Wednesday, August 6, 2014

Ex-Believers, Come Hither!

I made the large meme down below some time ago and thought I'd share it here.
What do you think?

I would love to hear from you about the WHYs of your EX-believer status. I often feel such a sense of community with ex-believers. So many of us have experienced enough cognitive dissonance that we found it intolerable to stay in the church.

As for me, the mind games and shame didn't sit well with me. I couldn't ignore them in the church when I was working so hard in my life at the time to be completely honest and healthy with my thinking. Making the decision to live a highly ethical life meant that my brain was in turmoil over my religious beliefs.

The internal struggle for me began in earnest in the early 90s, I guess. I have always been a heavy reader and my reading at that time was deeply spiritual and widely religious and psychological. It didn't take long for the cognitive dissonance to set in.

I tried to make it all work for so long.

First I decided that it was religion in particular that I couldn't live with. I left the church but kept on with my belief, my reading, my thinking. The intellectual struggle kept me upset and in distress quite often in those days.

How about you?
Have you read any of Karen Armstrong's books? It might have been her book A History of God: The 4,000-Year Quest of Judaism, Christianity and Islam that nailed the final nail in the coffin of religion for me. Not the final nail for a god, but for religion.

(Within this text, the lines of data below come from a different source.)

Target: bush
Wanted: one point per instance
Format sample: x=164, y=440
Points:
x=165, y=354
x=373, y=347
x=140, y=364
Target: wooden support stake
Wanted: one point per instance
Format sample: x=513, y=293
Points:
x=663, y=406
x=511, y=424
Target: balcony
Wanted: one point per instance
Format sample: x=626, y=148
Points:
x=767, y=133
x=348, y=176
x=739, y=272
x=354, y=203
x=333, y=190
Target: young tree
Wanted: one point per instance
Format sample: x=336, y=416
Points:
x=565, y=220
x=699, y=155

The final nail for any belief of a supernatural being of any sort came to me while I was reading The Bible.

Atheism 101


  1. Thank you so much for sharing, Karen! In my opinion, the best proof that there cannot be a god is the bible itself. I've read it cover to cover, I did extensive studies, but in the end, how could I as a realist, as a person who walks through life with open eyes, ignore famine, war, death, etc. and still believe in a merciful god as described in the bible? Why do children, who according to the bible enjoy the special love and protection of god, have to suffer so horrible? Why are hundreds of people dying in natural catastrophes? It simply doesn't make sense, apart from the inherent bigotry of organized church in general. Therefore, I'm an open and proud atheist!

    1. It might be lovely if there was a loving and merciful god. Really, someone who would comfort and heal and provide. Alas, it is fiction.

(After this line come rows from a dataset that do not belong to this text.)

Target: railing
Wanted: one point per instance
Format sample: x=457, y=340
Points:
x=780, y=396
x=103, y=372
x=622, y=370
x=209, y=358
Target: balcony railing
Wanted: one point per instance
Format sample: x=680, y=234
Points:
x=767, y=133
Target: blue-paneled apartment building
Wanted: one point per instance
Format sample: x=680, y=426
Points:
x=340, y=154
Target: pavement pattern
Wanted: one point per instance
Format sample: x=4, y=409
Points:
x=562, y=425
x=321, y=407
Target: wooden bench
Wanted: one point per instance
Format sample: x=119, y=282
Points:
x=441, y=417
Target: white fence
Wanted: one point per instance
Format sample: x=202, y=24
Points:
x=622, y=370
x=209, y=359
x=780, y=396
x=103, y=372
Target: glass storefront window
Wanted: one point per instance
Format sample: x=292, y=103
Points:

      That is why WE must do what we can to comfort, heal, and protect.

  2. I think mine comes from wanting to get married to the love of life and all those that "said" they loved me and cared about me were against it becaues it was not what they wanted and since they were my authority under the bible I am to obey them regardless. Well, I didn't and I've been married for 15 years come this fall. I've struggled with the church and my faith throughout my young adult years thankful I had an open and loving spouse that allowed me to explore and dabble. Obviously, I stuck close to what I was raised in but a bit more mystical and less demanding on my lifestyle. Then after my 3rd child and several attempts to find the right sect/church I let it all go. It was slow, I started to read Gnostic books and other books that showed I different side of the bible. I started examining the whys behind the sects I had tried to adapt to and realize there were so many holes (for me) and that I don't see eye to eye on anything. I kept reading, at that time I was a seeker but I knew I didn't want to raise my 3rd child like I had raised my older ones loosely christan. Now after another year of changes I can't stomach our local faith-based hs group nor the last 2 churches I've tried this year. My older children are each developing their own ideas about faith which I think is good. I am also sharing my journey with them, slowly that I don't see any faith as the ultimate truth. I can't say I am an athesit, honestly I don't know what I am sometimes I lean towards mystical christianty but I don't believe in the deity of Jesus and then it breaks down from there for me so I guess I am inbetween believing that there is something greater them me and sometimes I don't believe there is anything...I guess that makes me an agnostic, not really sure. Sorry to ramble, thanks for writing and sharing all you do, your blog has helped me so much knowing that I can be a loving, caring parent and mother without having faith and that my children can be too if they choose.

    1. JJ, Thank you so much for writing where you are in your story. I appreciate the trust. <3

      It can be such a burden to always feel as though you have to have a label and a definition for yourself, feel free at all times, to consider yourself "YOU", without a little subtitle for the convenience of others. ;)
      I mean, you don't have to "know" ...Seeing with new eyes (as I used to call it) can have a back-and-forth period. You just don't know what you will figure out in the end, but I always enjoy conversations with people who take the effort and time to THINK.

      I am so thankful to you for the kind words, it truly means the world to me.

  3. The short version of my story (which you know anyway!) is that because I'd spent so much of my youth in an extreme and harmful cult, I made the commitment to myself to always be completely honest with myself, even when it was painful (and unpopular). I truly believed that this would lead to the purest possible version of my faith, but it eventually led me right out of religion altogether.

    The entire premise of religious faith is absolute certainty in things without a smidgeon of credible evidence - so obviously this was wildly at odds with my own promise to myself!

    1. Dionne, I do know your story and that is why I think you are one of the bravest women I know. You are lovely and gentle and truly strong.

      So glad we are friends, Karen

    2. Naww! I'm glad we are friends too!